You can think of mindfulness as a fitness tool that enhances your mental muscle. The more you do it, the stronger your mental health becomes. By positively affecting these areas in the brain, mindfulness provides a wide range of neurological benefits. One of which is greater happiness. Second, it makes us more resilient. Life can get awry at times. But when we are resilient, we can overcome the challenges that come our way. Through mindfulness, we can change how our brain reacts to setbacks and obstacles in life. Third major benefit is lesser stress. Regularly practicing mindfulness lowers our stress reactivity threshold. Some studies suggest it may actually reduce amygdala. It is known that high activity in this area is associated with depression and anxiety disorder.

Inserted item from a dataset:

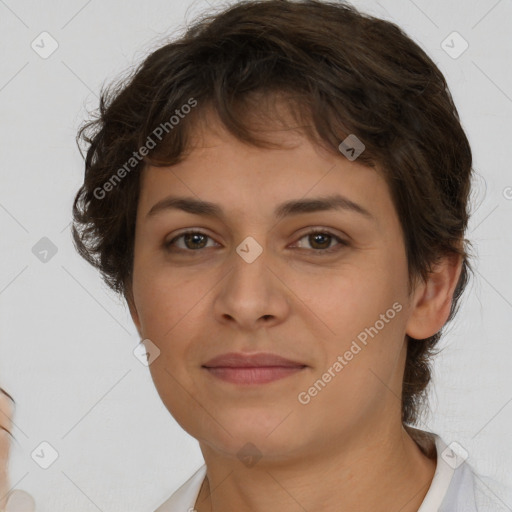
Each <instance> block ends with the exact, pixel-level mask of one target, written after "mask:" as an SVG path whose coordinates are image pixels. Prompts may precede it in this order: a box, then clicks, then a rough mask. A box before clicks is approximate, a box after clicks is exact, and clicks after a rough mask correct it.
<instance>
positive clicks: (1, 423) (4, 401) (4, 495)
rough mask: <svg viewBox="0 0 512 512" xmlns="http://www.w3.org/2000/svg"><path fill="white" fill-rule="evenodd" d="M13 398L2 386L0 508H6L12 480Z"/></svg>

How long should you practice mindfulness? A well-known study suggests that practicing mindfulness meditation for at least 23 minutes per day can have profound benefits to the human brain. But even five or ten minutes can make a big difference. If you’re new to this mental exercise, you can start at this pace and try to add more time as you get used to the practice. You will be surprised of how mindfulness can largely benefit your mental health.